Por Yamir de Jesús Valdez.-
En Palacio Nacional se tomó la fotografía del recuerdo, con el mural de Diego Rivera como testigo y todos los gobernadores del país acomodados en la escalinata. La sonrisa protocolaria no alcanzó a ocultar una verdad incómoda: muchos de esos mandatarios estatales han claudicado en su obligación primera, la de garantizar la seguridad de sus ciudadanos. El Consejo Nacional de Seguridad Pública se convirtió en escenario para recordarlo. La convocatoria presidencial fue clara, pero la pregunta es si alguien recogerá el guante más allá del discurso y la selfie.
La paradoja se repite una y otra vez. Gobernadores que viajan a la capital para pedir más presencia del Ejército, de la Guardia Nacional, de la Marina, como si se tratara de una muleta permanente. No se detienen a reflexionar que, mientras ellos no construyan policías estatales y municipales capacitadas, confiables y con salarios dignos, el problema seguirá siendo el mismo. Se limitan a levantar la voz en las reuniones nacionales y a culpar a la Federación, sin atender los delitos del fuero común que golpean día a día a sus gobernados. Lo que parece olvidarse es que el pacto social tiene una premisa básica: te obedezco a cambio de que me protejas. Si eso no ocurre, el contrato se resquebraja.
El diagnóstico es conocido y no se agota en los informes que circulan cada trimestre. Las policías locales siguen siendo frágiles, insuficientes en número, vulnerables a la corrupción y en ocasiones cómplices de las bandas criminales que deberían combatir. Hay excepciones honrosas, pero la regla es la precariedad. Así, la Federación absorbe una carga que no le corresponde sola, mientras los estados se acomodan en la cómoda posición de víctimas. El círculo vicioso se perpetúa: no hay policías confiables porque no hay voluntad política para crearlas, y como no existen, se recurre a las fuerzas federales que tampoco pueden cubrir cada rincón del país.

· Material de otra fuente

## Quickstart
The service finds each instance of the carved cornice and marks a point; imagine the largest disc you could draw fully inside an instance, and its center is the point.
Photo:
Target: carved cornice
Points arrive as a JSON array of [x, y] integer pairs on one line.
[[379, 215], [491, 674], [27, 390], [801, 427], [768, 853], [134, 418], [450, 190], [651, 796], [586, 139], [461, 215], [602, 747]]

En Sinaloa el problema se vive con crudeza. Basta con observar lo ocurrido el fin de semana pasado en los hospitales de Culiacán, donde hechos de violencia y de alto impacto trastocaron la vida de médicos, pacientes y familias enteras. Que los hospitales —espacios que deberían ser santuarios de paz y atención— se vean alcanzados por la violencia, exhibe la incapacidad de contener a grupos que se mueven con impunidad. La pregunta es incómoda: ¿qué clase de autoridad permite que el miedo se cuele hasta los pasillos donde la gente espera una consulta, una operación o la recuperación de un ser querido?
El contraste es brutal. Mientras en la Ciudad de México se reparten discursos sobre coordinación y compromiso, en Culiacán los ciudadanos viven la zozobra de saber que ni siquiera en un hospital están a salvo. Es aquí donde se revela la magnitud del vacío institucional. La seguridad no puede ser una concesión parcial ni un servicio que dependa de coyunturas políticas. La seguridad es el núcleo mismo de la legitimidad del Estado. Cuando se fractura, lo demás —economía, educación, salud— queda en segundo plano porque lo primero es sobrevivir.

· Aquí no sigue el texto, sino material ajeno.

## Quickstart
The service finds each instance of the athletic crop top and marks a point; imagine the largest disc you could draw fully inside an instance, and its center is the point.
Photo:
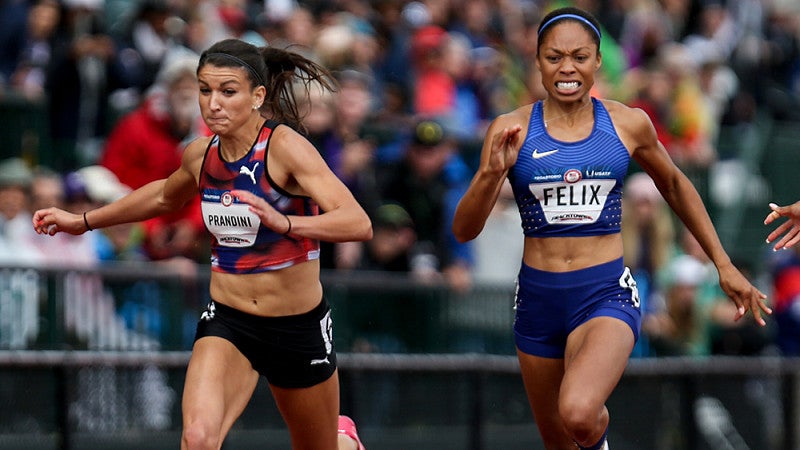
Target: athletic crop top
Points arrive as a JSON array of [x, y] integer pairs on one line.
[[570, 188], [239, 242]]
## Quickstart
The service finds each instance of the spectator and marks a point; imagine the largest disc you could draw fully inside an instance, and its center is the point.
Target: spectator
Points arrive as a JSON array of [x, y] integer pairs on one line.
[[648, 233], [785, 274], [678, 327], [146, 42], [392, 244], [84, 72], [16, 243], [147, 144], [19, 299], [36, 51], [428, 182]]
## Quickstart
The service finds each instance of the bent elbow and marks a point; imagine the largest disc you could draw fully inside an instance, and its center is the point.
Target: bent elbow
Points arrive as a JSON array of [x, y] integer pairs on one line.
[[462, 235], [365, 233]]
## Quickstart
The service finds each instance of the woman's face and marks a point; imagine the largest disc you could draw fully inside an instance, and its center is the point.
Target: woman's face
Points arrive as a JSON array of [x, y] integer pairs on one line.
[[568, 59], [227, 99]]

Los gobernadores que posaron sonrientes bajo el mural de Rivera deberían recordar que la historia no los juzgará por la foto ni por la asistencia a una reunión más. Serán evaluados por lo que hicieron o dejaron de hacer para proteger a su gente. Si cada escándalo de violencia en hospitales, plazas públicas o carreteras se convierte en una anécdota pasajera, el descrédito será acumulativo y la ciudadanía terminará por reconocerlos no como gobernantes, sino como administradores del desorden.
No es exagerado afirmar que la omisión se ha vuelto un modo de gobernar. La pasividad es más cómoda que la confrontación. Pero esa comodidad se paga caro: se paga con muertos, con heridos, con jóvenes reclutados por la delincuencia, con médicos que abandonan sus plazas por miedo, con familias enteras que migran a otras ciudades porque no encuentran paz en la suya. Se paga con un deterioro silencioso del tejido social que, cuando estalla, resulta irreversible.
Al final, lo que está en juego es la credibilidad de las instituciones. No basta con insistir en la austeridad, en los programas sociales o en la retórica de la transformación. Sin seguridad, todo lo demás se diluye. Y sin la construcción de policías estatales y municipales eficaces, la seguridad seguirá siendo una promesa incumplida. El Consejo Nacional de Seguridad Pública dejó sobre la mesa un reto ineludible. Ahora corresponde a los gobernadores decidir si se mantendrán como espectadores o si asumirán el costo político de transformar de verdad a sus corporaciones.
De lo contrario, la próxima foto en Palacio Nacional será igual que la de esta semana: sonrisas enmarcadas en un mural, discursos bien redactados y una ciudadanía que, al volver a casa, seguirá preguntándose por qué tiene que vivir con miedo hasta en un hospital.